L’arrivo della prima tappa è previsto nel tardo pomeriggio a Gemona, città simbolo per eccellenza della tenacia friulana. Qui, l’amministrazione comunale e le realtà locali collaboreranno per l’accoglienza e il pernottamento del gruppo.
La seconda giornata verso Cividale
Il viaggio riprenderà il 2 maggio alle 8:30. La seconda giornata vedrà i camminatori attraversare i territori di Tarcento, Nimis, Attimis e Faedis, con l’obiettivo di raggiungere Cividale. Per chi vorrà concludere l’esperienza con un momento di ulteriore raccoglimento, è prevista una tappa facoltativa verso il Santuario di Castelmonte.

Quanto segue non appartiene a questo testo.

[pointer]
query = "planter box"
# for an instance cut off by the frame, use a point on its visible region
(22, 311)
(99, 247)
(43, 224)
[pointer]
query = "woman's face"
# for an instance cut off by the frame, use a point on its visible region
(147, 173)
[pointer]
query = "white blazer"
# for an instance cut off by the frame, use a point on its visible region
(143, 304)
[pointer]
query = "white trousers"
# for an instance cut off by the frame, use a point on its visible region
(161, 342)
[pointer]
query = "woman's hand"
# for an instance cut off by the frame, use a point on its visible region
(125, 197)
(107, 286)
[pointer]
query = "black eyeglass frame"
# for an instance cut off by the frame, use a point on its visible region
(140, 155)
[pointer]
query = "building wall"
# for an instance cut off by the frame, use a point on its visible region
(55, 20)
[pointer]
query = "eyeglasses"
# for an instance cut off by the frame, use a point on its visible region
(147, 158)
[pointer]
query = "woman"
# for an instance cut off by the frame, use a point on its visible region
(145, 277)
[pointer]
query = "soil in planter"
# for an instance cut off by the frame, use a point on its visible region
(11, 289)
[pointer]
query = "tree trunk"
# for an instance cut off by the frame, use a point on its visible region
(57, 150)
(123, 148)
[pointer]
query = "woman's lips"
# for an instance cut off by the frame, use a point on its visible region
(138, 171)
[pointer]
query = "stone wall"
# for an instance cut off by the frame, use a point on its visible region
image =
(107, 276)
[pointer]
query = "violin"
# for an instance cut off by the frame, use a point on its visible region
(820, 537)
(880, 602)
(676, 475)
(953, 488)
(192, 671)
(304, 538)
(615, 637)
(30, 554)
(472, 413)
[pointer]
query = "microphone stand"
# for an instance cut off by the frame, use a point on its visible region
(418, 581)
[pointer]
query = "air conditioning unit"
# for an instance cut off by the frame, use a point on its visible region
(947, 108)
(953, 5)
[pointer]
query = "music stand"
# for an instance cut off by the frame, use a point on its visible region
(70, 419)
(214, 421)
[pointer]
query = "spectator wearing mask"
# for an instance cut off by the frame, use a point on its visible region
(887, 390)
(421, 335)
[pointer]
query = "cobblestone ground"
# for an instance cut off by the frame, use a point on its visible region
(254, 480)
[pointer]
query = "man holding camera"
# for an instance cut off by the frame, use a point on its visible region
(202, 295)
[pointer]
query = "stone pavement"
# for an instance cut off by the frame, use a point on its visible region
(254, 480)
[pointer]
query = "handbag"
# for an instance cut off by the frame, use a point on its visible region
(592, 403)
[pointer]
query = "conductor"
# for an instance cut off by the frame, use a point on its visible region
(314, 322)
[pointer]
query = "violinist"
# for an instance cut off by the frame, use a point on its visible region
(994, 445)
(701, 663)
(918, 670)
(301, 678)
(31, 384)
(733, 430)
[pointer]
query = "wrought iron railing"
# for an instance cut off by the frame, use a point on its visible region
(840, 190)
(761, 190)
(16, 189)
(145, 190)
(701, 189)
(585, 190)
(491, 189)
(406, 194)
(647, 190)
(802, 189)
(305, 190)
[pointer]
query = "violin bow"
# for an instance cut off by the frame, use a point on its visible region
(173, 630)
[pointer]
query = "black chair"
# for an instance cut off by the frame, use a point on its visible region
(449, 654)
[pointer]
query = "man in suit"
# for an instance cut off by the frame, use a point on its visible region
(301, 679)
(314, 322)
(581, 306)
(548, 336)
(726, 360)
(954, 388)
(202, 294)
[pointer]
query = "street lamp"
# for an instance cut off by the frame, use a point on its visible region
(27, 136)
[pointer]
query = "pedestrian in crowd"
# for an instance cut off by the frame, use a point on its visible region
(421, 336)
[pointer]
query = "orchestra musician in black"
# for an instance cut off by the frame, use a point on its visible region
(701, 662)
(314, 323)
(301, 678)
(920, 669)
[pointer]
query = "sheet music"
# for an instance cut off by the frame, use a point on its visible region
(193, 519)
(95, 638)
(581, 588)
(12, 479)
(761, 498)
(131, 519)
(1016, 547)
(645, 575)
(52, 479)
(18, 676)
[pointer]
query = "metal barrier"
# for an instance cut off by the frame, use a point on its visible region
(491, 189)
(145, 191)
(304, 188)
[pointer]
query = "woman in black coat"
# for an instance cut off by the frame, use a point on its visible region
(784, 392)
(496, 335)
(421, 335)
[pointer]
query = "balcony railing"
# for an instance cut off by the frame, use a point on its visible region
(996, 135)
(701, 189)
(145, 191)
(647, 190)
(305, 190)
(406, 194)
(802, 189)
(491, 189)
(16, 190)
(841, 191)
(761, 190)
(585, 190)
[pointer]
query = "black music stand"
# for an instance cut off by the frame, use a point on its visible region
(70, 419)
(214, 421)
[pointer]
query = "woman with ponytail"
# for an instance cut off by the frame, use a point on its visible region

L’evento è sostenuto dalle Sezioni AFDS locali e vedrà lungo il tragitto brevi momenti di incontro istituzionale. I partecipanti saranno supportati da un furgone logistico per bagagli e ristori, mentre la sicurezza sarà garantita dalle squadre della Protezione Civile e dai gruppi locali degli Alpini, a conferma di una sinergia comunitaria che resta il pilastro del territorio friulano.